See, this strategy is especially useful if you know you don’t plan to ever actually learn the language. I have written some pretty arcane bash scripts in my day, but to be honest I wrote my first bash script 10 years ago and in that time I’ve written less than 10,000 lines of bash scripting code. It’s just not worth learning to me, so I keep some files around with examples of the most obvious kinds of things I want to do, and when I need a new bash script–usually about twice a year–I have all the pieces I need right there. BAM. Ignorance is bliss, and laziness is, occasionally, brilliant time management.

But this strategy is especially awful if you know you don’t plan to ever actually learn the language, but you turn out to be wrong. It ends up that you find yourself using it on a regular basis, and hilariously, you don’t even notice this for years and years. This is true for me of elisp, the flavor of lisp used to program emacs. I’ve written elisp for years longer than I have bash, but maybe only twice as many lines of code. I find myself needing an elisp tweak on a weekly basis, and end up spending an hour researching how to do it. And two or three times a year I find a problem that I could solve elegantly in elisp, if only I knew how to express what I was thinking as lisp code. But I don’t solve the problem. I merely sigh, and learn to live without whatever cool new feature I was thinking of.

I wrote that paragraph in present tense because I still haven’t figured out that I really do need to actually learn that language. Shut up.

Sometimes work and politics can affect your decision as well. If you and your boss agree that the Next Big Thing will be written in Language Y, then you have the need and your manager has the afford.

(And sometimes these two forces are in conflict. I could write an entire blog post on the political machinations involved when you and your boss disagree on the do/don’t want or can/can’t afford questions. Skunkworking a cool language or shirking a lame one is a topic for another post, one I’ll probably never write, but basically it would be all about office politics. I’ve seen people get fired for a successful skunkworks project and others get promoted for sandbagging a project. People sure are complicated!)

Okay, NOW if you’re the second type of programmer, you can safely stop reading. If not, you’re pretty much out of luck for the “21 Minutes” part of learning a new language. But keep reading, because the 2-3 years bit isn’t until the very end. Most of the mistakes I’ve made learning a new language I have made in the first few days.

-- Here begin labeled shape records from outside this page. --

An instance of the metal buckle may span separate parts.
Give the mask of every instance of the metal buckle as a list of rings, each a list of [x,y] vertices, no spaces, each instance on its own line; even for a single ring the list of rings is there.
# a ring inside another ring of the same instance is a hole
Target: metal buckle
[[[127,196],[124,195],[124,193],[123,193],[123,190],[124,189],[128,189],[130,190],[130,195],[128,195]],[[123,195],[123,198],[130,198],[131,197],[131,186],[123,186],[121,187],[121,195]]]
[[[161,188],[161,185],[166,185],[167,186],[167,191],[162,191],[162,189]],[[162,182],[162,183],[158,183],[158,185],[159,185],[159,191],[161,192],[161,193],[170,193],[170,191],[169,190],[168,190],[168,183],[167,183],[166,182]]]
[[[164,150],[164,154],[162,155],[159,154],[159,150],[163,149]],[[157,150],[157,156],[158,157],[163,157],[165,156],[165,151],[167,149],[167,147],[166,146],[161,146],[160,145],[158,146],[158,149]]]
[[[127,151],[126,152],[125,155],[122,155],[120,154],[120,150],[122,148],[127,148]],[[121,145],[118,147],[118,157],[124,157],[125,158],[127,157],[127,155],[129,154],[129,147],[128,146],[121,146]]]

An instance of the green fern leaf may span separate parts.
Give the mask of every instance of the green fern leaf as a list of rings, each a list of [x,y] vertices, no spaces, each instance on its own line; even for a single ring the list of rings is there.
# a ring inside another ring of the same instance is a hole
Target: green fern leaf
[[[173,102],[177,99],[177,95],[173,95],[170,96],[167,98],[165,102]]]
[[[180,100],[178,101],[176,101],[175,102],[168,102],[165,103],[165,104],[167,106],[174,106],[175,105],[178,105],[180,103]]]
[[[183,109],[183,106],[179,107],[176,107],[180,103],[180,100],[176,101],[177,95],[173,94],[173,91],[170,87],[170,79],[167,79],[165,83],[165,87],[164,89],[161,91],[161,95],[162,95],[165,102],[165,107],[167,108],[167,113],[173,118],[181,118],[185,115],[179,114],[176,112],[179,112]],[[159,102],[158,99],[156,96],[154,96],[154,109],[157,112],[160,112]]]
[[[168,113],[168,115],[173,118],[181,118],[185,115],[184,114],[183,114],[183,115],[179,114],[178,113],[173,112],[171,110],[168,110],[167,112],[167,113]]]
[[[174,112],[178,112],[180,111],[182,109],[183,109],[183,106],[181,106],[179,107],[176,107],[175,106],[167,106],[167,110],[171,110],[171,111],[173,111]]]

Truly Embracing A Language Takes Time, But You’re In A Hurry, So…

If you want to embrace a language, it’s going to take time. You’re going to have to internalize the language’s entire approach to solving problems. You’re going to have to learn its idiosyncracies and its warts, and you’re going to have to learn its power moves and elegant applications. That all takes time, but if you’ll permit me to point out my favorite pitfalls and some less-traveled paths around them, I can maybe show you a trick or two for leveraging your learning.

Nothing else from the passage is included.